A Test Score Does Not Define You

In high school, we all are expected to take the ACT or the SAT. Some students take these tests multiple times before they get their desired score. I can relate to this situation as I have never excelled at a standardized test.

I thought I was prepared for this test, but in reality, I could have prepared a lot more than I thought I did. As you just sit there staring at a mathematical problem, chart, or article trying to answer the questions, you find yourself starting to have doubts about how you are going to do. Anxiety sinks in and you feel so rushed. Every time you try to answer a question it feels as if you just wasted time that could've been used on another question.

Now there are only 10 minutes left and you only answered a handful questions. Now you have to decide whether you want to start guessing or look for the questions you know the answer too.

All of a sudden, the test is over and all you can do is go home and wait for the test results (at least that's what I did). When I got the phone call from my mom telling me my ACT scores were in the mail, my anxiety quickly set in until I got home. I opened the results and I instantly was disappointed in myself and I felt like I would never succeed in anything I wanted to do.

These results are supposed to give you your destiny for the next four years. My GPA was great but still, I felt as if I wasn't smart anymore, especially hearing my friends talk about how well they did on the test. You start to let these test scores define you and the type of student you are.

After a while, you will come to a realization that as long as you try your best, it doesn't matter if your best friend got a higher score than you or if you are in the lower percent range of test scores like I was. Honestly, it doesn't matter. Everything happens for a reason and I learned life will fall into place and this test score will take you to wherever you are supposed to be.

As you approach your first semester as a freshman in college, you will keep those test scores in the back of your mind and you might feel as if you won't do well at college. You will be nervous that the classes will be too hard and you will probably wonder if those test scores were proving something. Proving that you really aren't smart enough.

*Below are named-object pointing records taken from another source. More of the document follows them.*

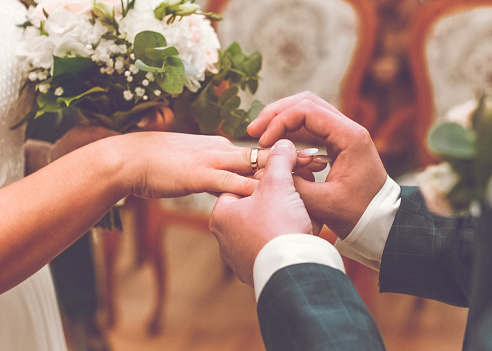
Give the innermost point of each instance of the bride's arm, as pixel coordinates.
(45, 212)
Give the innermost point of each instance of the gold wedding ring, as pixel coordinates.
(254, 159)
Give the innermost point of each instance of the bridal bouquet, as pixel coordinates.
(462, 181)
(114, 60)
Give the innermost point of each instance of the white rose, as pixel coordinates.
(198, 46)
(435, 182)
(108, 8)
(71, 48)
(77, 7)
(35, 50)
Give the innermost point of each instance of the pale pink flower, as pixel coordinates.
(435, 182)
(77, 7)
(462, 113)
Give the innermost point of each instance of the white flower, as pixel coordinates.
(462, 113)
(76, 7)
(108, 9)
(71, 48)
(35, 50)
(127, 95)
(187, 9)
(198, 45)
(435, 183)
(150, 76)
(43, 88)
(119, 64)
(139, 91)
(59, 91)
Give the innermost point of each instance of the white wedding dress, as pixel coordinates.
(29, 314)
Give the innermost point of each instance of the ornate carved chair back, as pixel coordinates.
(323, 46)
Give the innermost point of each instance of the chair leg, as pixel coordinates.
(111, 240)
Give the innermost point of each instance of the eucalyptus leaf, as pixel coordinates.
(255, 109)
(253, 85)
(252, 65)
(452, 140)
(230, 105)
(172, 81)
(232, 91)
(209, 120)
(68, 100)
(146, 68)
(484, 145)
(161, 53)
(71, 65)
(235, 126)
(148, 40)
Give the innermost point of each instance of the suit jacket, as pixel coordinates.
(427, 255)
(314, 307)
(307, 307)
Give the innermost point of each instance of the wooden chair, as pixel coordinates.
(328, 60)
(451, 60)
(323, 46)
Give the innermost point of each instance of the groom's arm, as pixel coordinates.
(427, 255)
(416, 251)
(304, 305)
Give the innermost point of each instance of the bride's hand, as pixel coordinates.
(357, 173)
(159, 164)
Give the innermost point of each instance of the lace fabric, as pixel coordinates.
(11, 151)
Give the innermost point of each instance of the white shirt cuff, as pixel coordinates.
(291, 249)
(365, 244)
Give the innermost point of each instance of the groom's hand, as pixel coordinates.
(357, 173)
(243, 226)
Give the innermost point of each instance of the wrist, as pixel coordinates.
(115, 165)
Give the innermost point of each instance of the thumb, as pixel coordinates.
(223, 205)
(280, 164)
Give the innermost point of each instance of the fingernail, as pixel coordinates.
(281, 143)
(308, 152)
(321, 159)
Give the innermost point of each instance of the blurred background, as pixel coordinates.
(394, 66)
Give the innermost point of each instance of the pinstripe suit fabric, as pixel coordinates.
(312, 307)
(426, 255)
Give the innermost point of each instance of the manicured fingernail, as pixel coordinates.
(281, 143)
(307, 152)
(321, 159)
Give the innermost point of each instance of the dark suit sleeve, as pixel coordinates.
(427, 255)
(307, 307)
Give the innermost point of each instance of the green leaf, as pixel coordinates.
(484, 145)
(452, 140)
(232, 91)
(209, 120)
(161, 11)
(70, 65)
(171, 81)
(146, 68)
(125, 120)
(235, 126)
(253, 85)
(230, 105)
(67, 101)
(255, 109)
(252, 65)
(161, 52)
(148, 40)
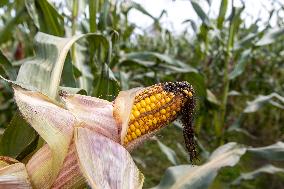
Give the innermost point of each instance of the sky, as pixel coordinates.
(180, 10)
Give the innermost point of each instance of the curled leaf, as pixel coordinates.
(94, 113)
(122, 110)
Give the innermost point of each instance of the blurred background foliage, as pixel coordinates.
(236, 70)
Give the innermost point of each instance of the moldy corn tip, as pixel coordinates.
(157, 106)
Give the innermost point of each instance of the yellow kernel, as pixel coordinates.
(148, 108)
(136, 124)
(147, 100)
(136, 113)
(163, 111)
(132, 117)
(133, 135)
(143, 110)
(134, 107)
(138, 132)
(158, 96)
(168, 99)
(132, 127)
(141, 122)
(143, 103)
(154, 121)
(138, 106)
(153, 98)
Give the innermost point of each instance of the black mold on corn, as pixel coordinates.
(157, 106)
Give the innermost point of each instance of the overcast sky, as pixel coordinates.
(180, 10)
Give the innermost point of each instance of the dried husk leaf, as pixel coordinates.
(94, 113)
(105, 163)
(122, 109)
(13, 174)
(55, 125)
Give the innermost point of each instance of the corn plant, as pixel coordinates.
(69, 64)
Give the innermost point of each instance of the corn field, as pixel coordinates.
(88, 99)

Even though you stressed over getting a below average score and you thought you were not good enough for a four-year university or tech college, if you have the willpower and determination to do well, you will.

After seeing those amazing grades at the end of the semester, you have the opportunity to make the deans list and you could be invited to join the National Honor Society at your university. After accomplishing these things, those test scores will no longer mean as much as they once did.

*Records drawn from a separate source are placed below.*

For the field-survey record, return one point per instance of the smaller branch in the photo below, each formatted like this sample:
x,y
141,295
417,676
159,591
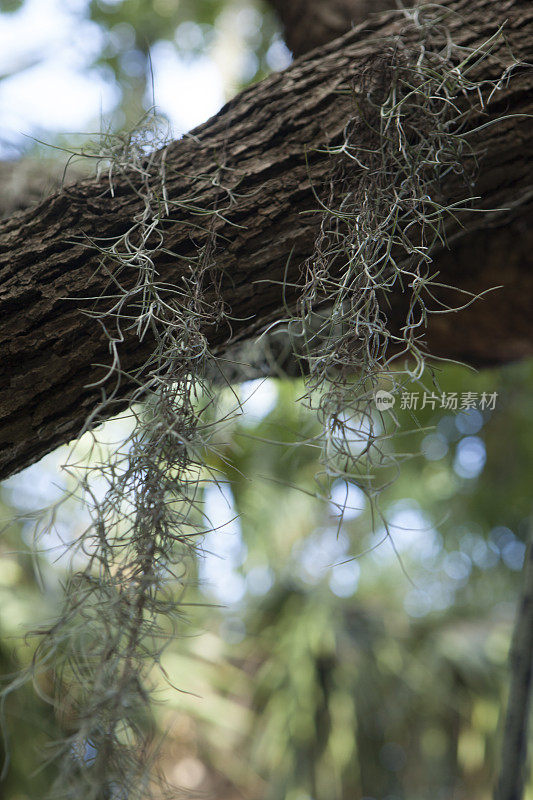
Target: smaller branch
x,y
514,749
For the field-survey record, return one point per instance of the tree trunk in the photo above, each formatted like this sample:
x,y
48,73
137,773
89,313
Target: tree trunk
x,y
263,148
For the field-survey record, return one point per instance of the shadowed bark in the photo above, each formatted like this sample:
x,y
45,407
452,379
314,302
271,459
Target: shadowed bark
x,y
312,23
264,148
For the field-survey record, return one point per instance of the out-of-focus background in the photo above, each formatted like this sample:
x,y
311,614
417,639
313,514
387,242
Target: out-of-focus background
x,y
319,659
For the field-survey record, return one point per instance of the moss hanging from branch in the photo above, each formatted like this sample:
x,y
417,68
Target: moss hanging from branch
x,y
382,214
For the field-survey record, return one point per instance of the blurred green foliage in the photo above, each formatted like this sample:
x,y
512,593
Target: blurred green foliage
x,y
307,675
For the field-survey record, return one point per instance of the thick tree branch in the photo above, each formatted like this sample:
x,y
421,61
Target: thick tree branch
x,y
263,148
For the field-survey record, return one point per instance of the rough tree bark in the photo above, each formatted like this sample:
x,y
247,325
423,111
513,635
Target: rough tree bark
x,y
263,145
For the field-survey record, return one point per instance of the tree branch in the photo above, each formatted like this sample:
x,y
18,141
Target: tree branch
x,y
253,171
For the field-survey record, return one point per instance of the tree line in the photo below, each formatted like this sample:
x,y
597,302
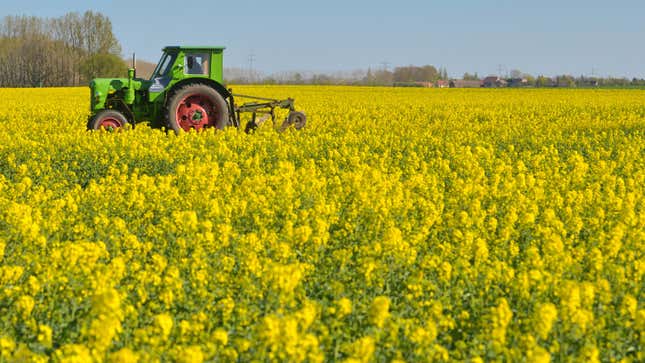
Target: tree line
x,y
65,51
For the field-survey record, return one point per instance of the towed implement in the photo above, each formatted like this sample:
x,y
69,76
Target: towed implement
x,y
185,92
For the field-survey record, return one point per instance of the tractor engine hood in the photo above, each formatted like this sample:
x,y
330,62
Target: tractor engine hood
x,y
101,88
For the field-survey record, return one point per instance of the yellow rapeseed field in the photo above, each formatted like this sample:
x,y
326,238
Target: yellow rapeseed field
x,y
401,225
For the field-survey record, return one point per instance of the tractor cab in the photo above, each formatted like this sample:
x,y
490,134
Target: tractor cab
x,y
185,92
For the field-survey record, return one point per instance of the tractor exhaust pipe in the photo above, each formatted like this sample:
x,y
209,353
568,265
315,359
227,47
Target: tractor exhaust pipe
x,y
134,64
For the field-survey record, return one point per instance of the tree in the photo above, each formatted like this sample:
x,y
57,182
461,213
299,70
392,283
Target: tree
x,y
64,51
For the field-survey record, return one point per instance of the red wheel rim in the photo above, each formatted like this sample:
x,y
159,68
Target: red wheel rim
x,y
110,123
196,112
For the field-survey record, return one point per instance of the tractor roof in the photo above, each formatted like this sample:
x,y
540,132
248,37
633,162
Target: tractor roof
x,y
191,47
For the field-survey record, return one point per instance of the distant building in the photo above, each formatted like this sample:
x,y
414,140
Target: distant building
x,y
442,84
517,82
493,82
460,83
413,84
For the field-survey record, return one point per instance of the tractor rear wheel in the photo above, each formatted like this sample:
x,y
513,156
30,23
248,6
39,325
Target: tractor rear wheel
x,y
109,120
196,106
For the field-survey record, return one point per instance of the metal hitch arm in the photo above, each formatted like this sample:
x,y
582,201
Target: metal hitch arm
x,y
266,109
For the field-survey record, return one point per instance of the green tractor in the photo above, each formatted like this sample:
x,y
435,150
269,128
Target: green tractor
x,y
185,92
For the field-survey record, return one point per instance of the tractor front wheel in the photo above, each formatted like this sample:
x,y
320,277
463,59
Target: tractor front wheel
x,y
109,120
196,106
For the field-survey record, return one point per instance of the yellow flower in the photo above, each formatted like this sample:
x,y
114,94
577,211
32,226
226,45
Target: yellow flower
x,y
379,310
545,315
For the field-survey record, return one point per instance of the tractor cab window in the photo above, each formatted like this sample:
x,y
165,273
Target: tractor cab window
x,y
164,66
197,63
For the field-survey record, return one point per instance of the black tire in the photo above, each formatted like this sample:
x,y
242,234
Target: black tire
x,y
214,104
110,120
297,119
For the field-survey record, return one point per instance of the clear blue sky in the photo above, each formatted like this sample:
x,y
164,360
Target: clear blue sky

You will study countless hours, you will stay up all night doing homework, and you will have plenty of mental breakdowns. But when you finally ace that exam, everything you have worked so hard for has finally started to pay off. You just proved to yourself that with dedication and hard work, you are smarter than you once thought.

Don't get me wrong, you won't ace every exam you take but that's completely okay. You are capable of being an outstanding student and you will start to feel confident enough to believe in yourself again.

I got an 18 on the ACT my first time. Then a 17 on the second try. I was never good at standardized testing and I never will be. Last semester, I made the Deans List, got invited to join the National Honor Society here at UW-Milwaukee, and I am now taking courses affiliated with my major.

I thought I wasn't going to do well in college because that test score was constantly in my head. Now being in the second semester, the only thing that matters is my college GPA. My ACT score no longer can define me. As long as you push yourself to achieve your academic goals, you will succeed.

To anyone that was or is in the same situation as I was, never let anyone or any score tell you that you are not good enough. You will always be good enough. Just because you don't do as well on a standardized test does not mean you will fail in college or whatever you decide to do in life. Just keep pushing yourself and don't let a test score define how amazing of a person you are.

You are so much more than just a score on a test.